Another large fund company told reporters that from the beginning of the year, the company's assessment of fund managers also turned to "light ranking heavy returns". As long as you get positive returns, you can't win the benchmark return on your own track.
A fund company in Southern China said that after a year's completion, the company's new fund started to assess its one year performance and compared it to the same type. The longer the establishment, the longer the time to assess. In the same year, the ranking was required to rank in the same products of the Morningstar, and passed in the first 50%. In addition, the company has increased the level of reassessment this year.
At the end of the year
It is noteworthy that the end of the year to enter the performance ranking window period, a lot of funds to adjust positions to deal with the ranking or layout next year.
A fund manager has shifted positions from stocks such as food and beverages to stocks such as white goods since the fourth quarter. "I will definitely fall in the last two months, but I will win in three months."
"These days, public offering funds are adjusting positions, and public funds are more concerned about some technology stocks. In addition, because there are some loose shares in the white horse stocks, public offerings are also being adjusted. But I think it is very likely that this position is not very meaningful. Next year, the trend is still defensive. In November 28th, a private equity fund official said.
According to the reporter, at the end of the year, different companies have different assessment periods. Some of them may end their assessment in November, and some of them may have to wait until the end of December.

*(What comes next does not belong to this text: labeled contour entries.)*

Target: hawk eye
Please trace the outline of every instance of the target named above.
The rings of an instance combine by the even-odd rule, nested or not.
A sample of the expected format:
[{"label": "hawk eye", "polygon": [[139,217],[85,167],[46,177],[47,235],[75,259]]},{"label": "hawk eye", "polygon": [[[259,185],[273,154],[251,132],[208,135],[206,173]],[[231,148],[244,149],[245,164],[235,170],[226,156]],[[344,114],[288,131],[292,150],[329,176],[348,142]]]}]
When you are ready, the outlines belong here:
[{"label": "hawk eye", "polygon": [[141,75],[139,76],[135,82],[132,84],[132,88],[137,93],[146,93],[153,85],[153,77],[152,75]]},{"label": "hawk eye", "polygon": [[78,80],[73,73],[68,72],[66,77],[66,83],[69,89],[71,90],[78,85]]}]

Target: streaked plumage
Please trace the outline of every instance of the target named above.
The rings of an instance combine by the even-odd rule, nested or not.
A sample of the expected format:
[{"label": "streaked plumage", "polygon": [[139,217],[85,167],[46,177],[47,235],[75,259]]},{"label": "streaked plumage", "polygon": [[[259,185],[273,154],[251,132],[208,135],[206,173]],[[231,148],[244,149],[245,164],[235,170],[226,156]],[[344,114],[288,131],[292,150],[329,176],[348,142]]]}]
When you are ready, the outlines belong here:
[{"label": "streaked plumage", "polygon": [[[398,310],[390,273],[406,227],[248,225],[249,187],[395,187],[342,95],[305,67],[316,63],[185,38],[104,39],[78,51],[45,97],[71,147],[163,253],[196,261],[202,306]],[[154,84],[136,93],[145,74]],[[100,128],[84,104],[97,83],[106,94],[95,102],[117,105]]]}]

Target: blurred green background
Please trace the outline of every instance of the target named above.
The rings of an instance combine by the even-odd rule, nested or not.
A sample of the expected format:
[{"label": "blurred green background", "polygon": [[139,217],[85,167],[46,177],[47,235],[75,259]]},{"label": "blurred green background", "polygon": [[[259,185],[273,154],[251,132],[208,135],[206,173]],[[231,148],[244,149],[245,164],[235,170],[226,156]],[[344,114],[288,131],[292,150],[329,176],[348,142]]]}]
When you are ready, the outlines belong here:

A fund manager in Shanghai said, "we think that there may be some fluctuations in the A shares in December, but the overall calculation is controllable. The main reason for the fluctuation is more because of the institutional adjustment."
"Last month, fund managers may mainly focus on next year. After all, many companies' assessment has ended in November. If there is not much pressure on ranking in the last month, the fund managers may focus more on the layout next year. They may find some left side or some bottom plate layout, such as new energy vehicle sector in recent years. Besides, some core assets have fallen too much and some people are willing to take it." The fund manager of Shanghai said.
"In addition, the adjustment of the proportion of investment in the early stage of MSCI is completed in stages. The next stage of the larger influx of north capital will have to wait until next year to discuss the adjustment of the ratio, so the impact of the northbound capital or foreign capital on the market this year will weaken in December. There may be some negative effects on the plate which has been supported by foreign capital and has some capital inflow. The fund manager of Shanghai said.
In addition, in order to ensure that the performance ranking wins, "good performance fund managers usually raise the stock concentration by the end of the year." One Shenzhen fund company official said.
A Southern China fund company's investment director said that now generally short-term performance pressure will be adjusted positions, indeed, some funds in the near future to change positions. However, the direction of every fund company is different.
For the end of the year, Yang Delong suggested: "fund managers' performance for the first time this year can be partly wrapped up for security, some stocks can be profitable, and some blue chips with certain rebounding underestimation will be laid out, because all sectors have gone up this year, but the blue chips that underestimate the value haven't been shown yet. Fourth quarter should have the opportunity to pay close attention to it."
"Of course, we can't just focus on the December ranking, and more importantly, look at the 2020 opportunities. Then, in 2020, the market opportunities still revolved around the three major directions of consumption, finance and technology. Yang Delong said.